Mine was “Dagger.” Ridley’s was, of course, “Cloak.” We used these names in our email exchanges with our main State Department guy in Washington, Michael Bandler, who became “Scribe”; and our liaison at the U.S. embassy in Moscow, Wendy Kolls, a.k.a. “Lynx.” A typical email I’d send them would look like this:
Scribe, Lynx—
Roger.
Dagger
(Don’t be upset if you don’t understand this email; that’s the whole point of a sophisticated “intel” operation like ours.)
As our travel date approached, Ridley and I wondered if our trip was going to be canceled because of the Ukraine crisis. Maybe we secretly hoped that it would be canceled. We’d both heard accounts of Americans in Russia being hassled by the police; we were told that this could happen to us. The State Department sent us each a thick packet of “Alerts & Warnings” for Americans traveling to Russia, which contained this advice:
Travelers should also exercise a high degree of caution and remain alert when patronizing restaurants, casinos, nightclubs, bars, theaters, etc., especially during peak hours of business. Ongoing regional tension associated with events in Ukraine could provoke anti-American actions in an unpredictable location or manner.
Sounds like fun, right? Let’s go to a bar during peak hours of business and exercise a high degree of caution! While remaining alert!

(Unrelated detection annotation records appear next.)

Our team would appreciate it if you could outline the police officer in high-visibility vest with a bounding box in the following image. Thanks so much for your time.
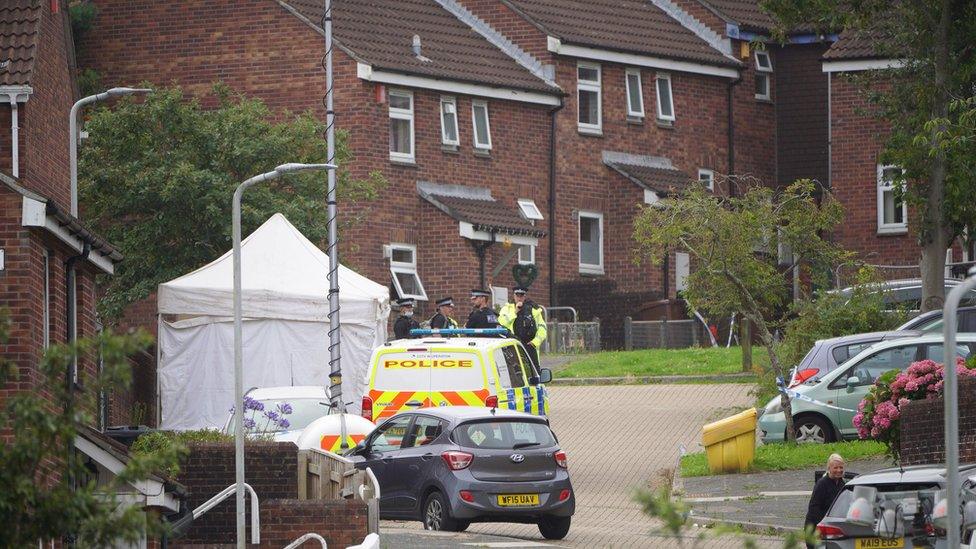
[464,289,498,328]
[393,297,420,339]
[430,297,457,330]
[498,286,548,369]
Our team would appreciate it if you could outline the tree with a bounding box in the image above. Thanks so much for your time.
[634,180,851,441]
[760,0,976,311]
[79,86,385,317]
[0,311,185,547]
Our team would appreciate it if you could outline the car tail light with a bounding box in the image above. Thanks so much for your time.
[441,452,474,471]
[790,368,820,387]
[817,523,844,539]
[361,396,373,421]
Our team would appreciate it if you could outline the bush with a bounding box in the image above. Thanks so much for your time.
[854,358,976,460]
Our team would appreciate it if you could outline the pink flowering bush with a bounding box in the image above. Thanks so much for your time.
[854,358,976,460]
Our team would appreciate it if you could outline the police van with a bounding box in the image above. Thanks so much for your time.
[362,329,552,423]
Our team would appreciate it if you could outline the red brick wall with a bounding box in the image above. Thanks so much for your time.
[770,44,828,185]
[830,73,920,270]
[901,377,976,465]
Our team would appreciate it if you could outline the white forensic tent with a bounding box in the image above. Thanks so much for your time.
[157,213,390,430]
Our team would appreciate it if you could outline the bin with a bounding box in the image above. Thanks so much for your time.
[702,408,756,473]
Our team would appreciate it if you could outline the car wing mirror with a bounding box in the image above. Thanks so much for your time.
[539,368,552,383]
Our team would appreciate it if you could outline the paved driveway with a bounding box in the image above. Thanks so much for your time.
[384,384,781,548]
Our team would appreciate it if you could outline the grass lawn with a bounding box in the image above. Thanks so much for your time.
[681,440,885,477]
[555,346,766,378]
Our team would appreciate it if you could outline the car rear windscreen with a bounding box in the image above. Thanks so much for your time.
[454,420,556,450]
[373,351,485,391]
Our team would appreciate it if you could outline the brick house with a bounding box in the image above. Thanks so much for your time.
[0,0,121,420]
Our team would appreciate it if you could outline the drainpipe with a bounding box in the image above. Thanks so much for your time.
[549,97,566,307]
[728,73,742,197]
[64,240,91,394]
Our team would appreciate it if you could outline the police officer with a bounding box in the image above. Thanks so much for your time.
[393,297,420,339]
[465,289,498,328]
[430,297,457,329]
[498,286,548,369]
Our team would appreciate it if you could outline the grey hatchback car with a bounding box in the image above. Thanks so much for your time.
[346,406,576,539]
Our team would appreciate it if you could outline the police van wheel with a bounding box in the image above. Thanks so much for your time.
[539,517,573,539]
[423,492,459,532]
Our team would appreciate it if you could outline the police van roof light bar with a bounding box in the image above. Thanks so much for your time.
[410,328,509,336]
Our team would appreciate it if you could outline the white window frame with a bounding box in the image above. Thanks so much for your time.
[471,100,491,151]
[875,164,908,234]
[440,95,461,147]
[624,69,644,118]
[42,250,51,349]
[654,72,676,122]
[517,198,545,221]
[576,61,603,133]
[752,50,773,101]
[698,168,715,191]
[389,242,427,301]
[576,211,604,274]
[387,90,417,162]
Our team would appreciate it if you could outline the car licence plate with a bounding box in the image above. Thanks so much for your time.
[498,494,539,507]
[854,538,905,549]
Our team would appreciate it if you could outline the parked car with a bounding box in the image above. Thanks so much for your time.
[759,334,976,443]
[224,385,330,442]
[347,406,576,539]
[833,278,976,311]
[817,464,976,549]
[789,330,923,387]
[898,307,976,332]
[362,336,552,423]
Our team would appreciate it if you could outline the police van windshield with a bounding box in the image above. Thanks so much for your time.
[373,351,485,391]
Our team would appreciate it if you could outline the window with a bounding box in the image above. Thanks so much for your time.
[441,97,461,147]
[698,168,715,191]
[390,244,427,300]
[389,90,414,162]
[471,101,491,150]
[41,250,51,349]
[754,50,773,101]
[576,63,603,133]
[627,69,644,118]
[878,166,908,234]
[518,198,545,221]
[657,73,674,122]
[580,212,603,274]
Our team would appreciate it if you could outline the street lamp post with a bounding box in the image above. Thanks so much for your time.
[232,163,335,549]
[68,88,152,217]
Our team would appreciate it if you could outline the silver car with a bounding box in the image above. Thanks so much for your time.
[817,464,976,549]
[347,406,576,539]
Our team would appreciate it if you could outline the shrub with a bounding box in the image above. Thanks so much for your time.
[854,358,976,460]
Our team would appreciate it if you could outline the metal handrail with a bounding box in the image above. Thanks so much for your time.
[285,532,329,549]
[193,482,261,544]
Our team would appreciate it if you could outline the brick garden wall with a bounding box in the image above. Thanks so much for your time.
[171,442,366,548]
[901,378,976,465]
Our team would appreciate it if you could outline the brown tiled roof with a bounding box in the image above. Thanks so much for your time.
[283,0,561,94]
[502,0,738,67]
[418,184,546,238]
[0,0,41,86]
[604,160,692,196]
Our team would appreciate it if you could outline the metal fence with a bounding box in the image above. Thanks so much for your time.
[624,317,711,351]
[541,320,600,353]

I can honestly say, however, that my biggest fear was not that the Russians would hurt me. My biggest fear was that they wouldn’t think I was funny. Our schedule had us speaking in a variety of venues—schools, universities, libraries—and about half the talks involved non-English-speaking audiences. This meant we’d be speaking through interpreters. Translating humor into another language can be tricky.
COMEDIAN: Take my wife. Please.
INTERPRETER: You are welcome to take my wife.
Anyway, our trip wasn’t canceled. Cloak and Dagger went to Russia. Here’s my diary of our v
isit:
Sunday
We arrive in Moscow on an overnight flight from New York that takes, as all overnight flights do, about four days. At the Moscow airport we slog with the jet-lagged mob to passport control. We can’t figure out which line we’re supposed to be in because the signs are in the Cyrillic alphabet, which I think might actually be an elaborate Russian prank. It has some regular letters—A, for example—but it also has (really) a 3, as well as a backward N and various random-looking symbols that look like cattle brands for The Mutant H Ranch. Here’s an example of what Russian writing looks like:
Eventually we make it through passport control and customs. We are met by a driver named Sergei, who speaks no English. At least not to us. Ridley quietly observes to me that Sergei could actually be fluent in English and might just be pretending he’s not so he can eavesdrop on us. We have been told that we might be under surveillance while in Russia, and this is definitely on Ridley’s mind. He has taken precautions for the trip; his computer has all kinds of anti-hacking software, and he keeps his phone inside a special high-tech bag that takes the phone off the grid so it can’t be tracked.
I should note here that Ridley is—and I say this as a close friend—a paranoid lunatic. He’s a thriller writer, and he tends to see thriller plots everywhere. He doesn’t have a dark corner in his mind; his entire mind is a dark corner.
True Anecdote: One time I visited Ridley at his house in Hailey, Idaho, and early on the morning after I arrived we went to a little local market to get breakfast stuff. I need coffee in the morning, so I went straight to the coffee section, where I grabbed a bag of beans and poured them into the grinder. As my beans were being ground into the paper bag, Ridley came over, watched for a few seconds, then said—bear in mind, this was 7 a.m.—“You know, somebody could drop some poison into that grinder, and whoever came along next would pour their beans on top of it, and it would wind up at the bottom of their bag of coffee. They’d take it home, and when they brewed the last pot of coffee, it would kill whoever drank it. Nobody would know who did it.”